Launch means Birth: Parent your Infant

Thanks to Ohours and the time I’ve had between startups, I’ve been meeting with many, many founders who seek insights into youth media, the restaurant space, or the movie industry.
Clearly the flavor of the latest Internet epoch (circa 2009-present) is the platform. Today I met with a company that has not launched, has no users, but does have the requisite API. At one level, I understand. Our industry is deeply interconnected. Platforms have greatly lowered the cost of entry for startups and certainly Facebook Connect and Oauth have made it faster to launch dozens of services.
But what might be lost in this rush to be a platform is a startup’s birth and obsession with that other constituency that is even more important than developers: USERS.
My former colleague Nate Westheimer wrote an excellent and under-read post on the importance of the first 100 users and if you are launching a service you should read it. Paul Graham has written extensively on the importance of obsessing over building something people really want.

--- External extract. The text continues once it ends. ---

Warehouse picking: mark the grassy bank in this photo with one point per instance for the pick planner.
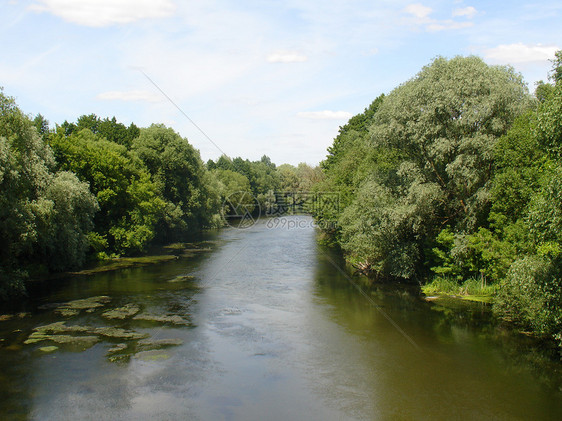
(471, 289)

Your startup is an infant at launch. You have to nurture it and care for it round the clock. It’s not self-sustaining. One developer told me,
I know what you mean. Sometimes I feel like my code just pukes on me.
Funny.
Startups need to narrow your focus to making your infant love you by giving the early members tons and tons of love. For every Twitter or Instagram (insane growth rates), there are dozens (Foursquare among them) of companies that took considerably longer to engender a robust following.
- Carefully select your first users.
- Develop real relationships with them.
- Figure out what works and doesn’t work
- Start to spread the word
- Don’t lose site of these users
As your userbase grows and reaches adolescence (1mm-5mm active monthlies), then maybe it’s time to give that startup some room to grow and be more independent. Maybe that’s the time to roll out the API.

Look at it this way: FourSquare is very hot and has 7mm users+. They held a huge hack day at General Assembly and many people hackers (looked like 100+ to me showed up). I’m told by numerous developers that they have a great API.
Still, how many apps have you added to FourSquare?
If Foursquare, is struggling at 7mm to get huge app traction then early stage startups should not expect to create a developer community or momentum. Spend your energy focused on your the equivalent of your infant, toddler, and child — your first 100, 10,000 and 100,000 users.